A few months into his tour of duty, Rifleman Charlie was ordered by his commanding officer to shoot even more vigorously, not with his weapon, but with a camera instead. The pictures were to be used for Army and US newspapers. He remembers the marching orders vividly: “You are not a combat photographer. This is a morale operation … ”
His work was an impressive documentation of the events that occurred in Vietnam, numbering nearly 2000 negatives. Charlie’s photos were from the period of March 1968 to May 1969, as the decade was drawing to a close. The pictures, however, never saw print.

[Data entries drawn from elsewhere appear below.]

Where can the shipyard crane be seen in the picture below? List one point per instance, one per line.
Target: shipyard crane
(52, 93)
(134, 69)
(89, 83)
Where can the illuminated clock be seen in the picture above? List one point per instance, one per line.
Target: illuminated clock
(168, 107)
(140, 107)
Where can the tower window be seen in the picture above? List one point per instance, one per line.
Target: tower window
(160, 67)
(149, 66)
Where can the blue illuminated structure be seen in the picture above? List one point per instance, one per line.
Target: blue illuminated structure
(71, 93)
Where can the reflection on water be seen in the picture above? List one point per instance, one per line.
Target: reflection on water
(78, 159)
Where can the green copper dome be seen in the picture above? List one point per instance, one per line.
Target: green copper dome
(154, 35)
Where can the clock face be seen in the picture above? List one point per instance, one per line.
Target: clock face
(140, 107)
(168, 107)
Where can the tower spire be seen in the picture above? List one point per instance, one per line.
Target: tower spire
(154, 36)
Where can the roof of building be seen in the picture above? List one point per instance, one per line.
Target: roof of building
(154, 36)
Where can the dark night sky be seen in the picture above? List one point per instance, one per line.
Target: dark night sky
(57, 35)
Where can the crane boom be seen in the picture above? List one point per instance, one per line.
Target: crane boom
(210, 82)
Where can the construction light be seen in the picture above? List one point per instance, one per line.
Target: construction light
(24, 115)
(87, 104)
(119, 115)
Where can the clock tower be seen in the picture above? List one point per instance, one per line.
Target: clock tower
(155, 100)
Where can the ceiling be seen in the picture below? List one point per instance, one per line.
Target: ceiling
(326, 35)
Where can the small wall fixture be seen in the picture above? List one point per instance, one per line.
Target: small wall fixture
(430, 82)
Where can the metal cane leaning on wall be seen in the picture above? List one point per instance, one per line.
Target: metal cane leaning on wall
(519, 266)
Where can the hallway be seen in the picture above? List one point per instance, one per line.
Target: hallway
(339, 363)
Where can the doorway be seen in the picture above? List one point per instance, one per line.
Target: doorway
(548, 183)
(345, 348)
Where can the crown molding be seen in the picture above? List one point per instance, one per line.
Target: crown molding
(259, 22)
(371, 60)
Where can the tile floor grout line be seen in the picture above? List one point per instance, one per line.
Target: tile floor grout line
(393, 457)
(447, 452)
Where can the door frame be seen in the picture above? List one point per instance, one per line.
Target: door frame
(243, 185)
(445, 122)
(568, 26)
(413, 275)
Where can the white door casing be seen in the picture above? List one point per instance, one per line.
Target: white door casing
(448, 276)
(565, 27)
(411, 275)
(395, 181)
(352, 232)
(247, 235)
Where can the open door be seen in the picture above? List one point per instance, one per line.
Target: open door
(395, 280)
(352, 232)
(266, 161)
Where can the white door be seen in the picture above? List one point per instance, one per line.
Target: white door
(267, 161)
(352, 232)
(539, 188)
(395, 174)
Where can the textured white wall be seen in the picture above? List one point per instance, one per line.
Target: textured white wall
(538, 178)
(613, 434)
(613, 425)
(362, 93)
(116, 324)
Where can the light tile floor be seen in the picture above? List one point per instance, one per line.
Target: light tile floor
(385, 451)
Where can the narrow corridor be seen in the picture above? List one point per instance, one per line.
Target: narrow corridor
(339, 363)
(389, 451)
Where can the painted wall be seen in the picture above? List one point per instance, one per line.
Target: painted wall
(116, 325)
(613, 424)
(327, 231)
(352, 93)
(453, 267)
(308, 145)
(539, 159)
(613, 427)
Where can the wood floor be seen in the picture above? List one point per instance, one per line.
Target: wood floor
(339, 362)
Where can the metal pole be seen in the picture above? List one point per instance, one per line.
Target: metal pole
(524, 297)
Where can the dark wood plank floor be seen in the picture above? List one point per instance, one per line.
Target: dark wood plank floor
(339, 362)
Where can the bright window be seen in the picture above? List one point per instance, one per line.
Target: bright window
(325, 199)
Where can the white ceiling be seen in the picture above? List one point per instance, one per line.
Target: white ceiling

Fast forward to 2012, and Charlie is unexpectedly reunited with the negatives, well preserved in their boxes. He then embarks to migrate the films to digital, painstakingly scanning each one. The intention is to share the archive on Facebook, Tumblr and Flickr. Charlie also mounted a 28-photo exhibit entitled A Weather Walked In for the ADX in Portland.
As the scanning of the archive exceeded over 1,500 negatives, Charlie decides to put the digitized material through a slide show, and views them in one, excruciating sitting. Sure enough, the pain of the war is brought hauntingly back, as Charlie views image after image. Nearly 50 years later, time does not do much to dull the anguish and trauma of being in combat. Charlie goes without sleep for three days. As the scanning process churns on, and more photos are shared online, Charlie learns to cope with the awful memories, one day at a time. The ADX show opened just a couple of days ago, allowing the public to view A Weather Walked In.
We should all be grateful to Charlie Haughey and the scores of others like him, for their service, sacrifice and generosity.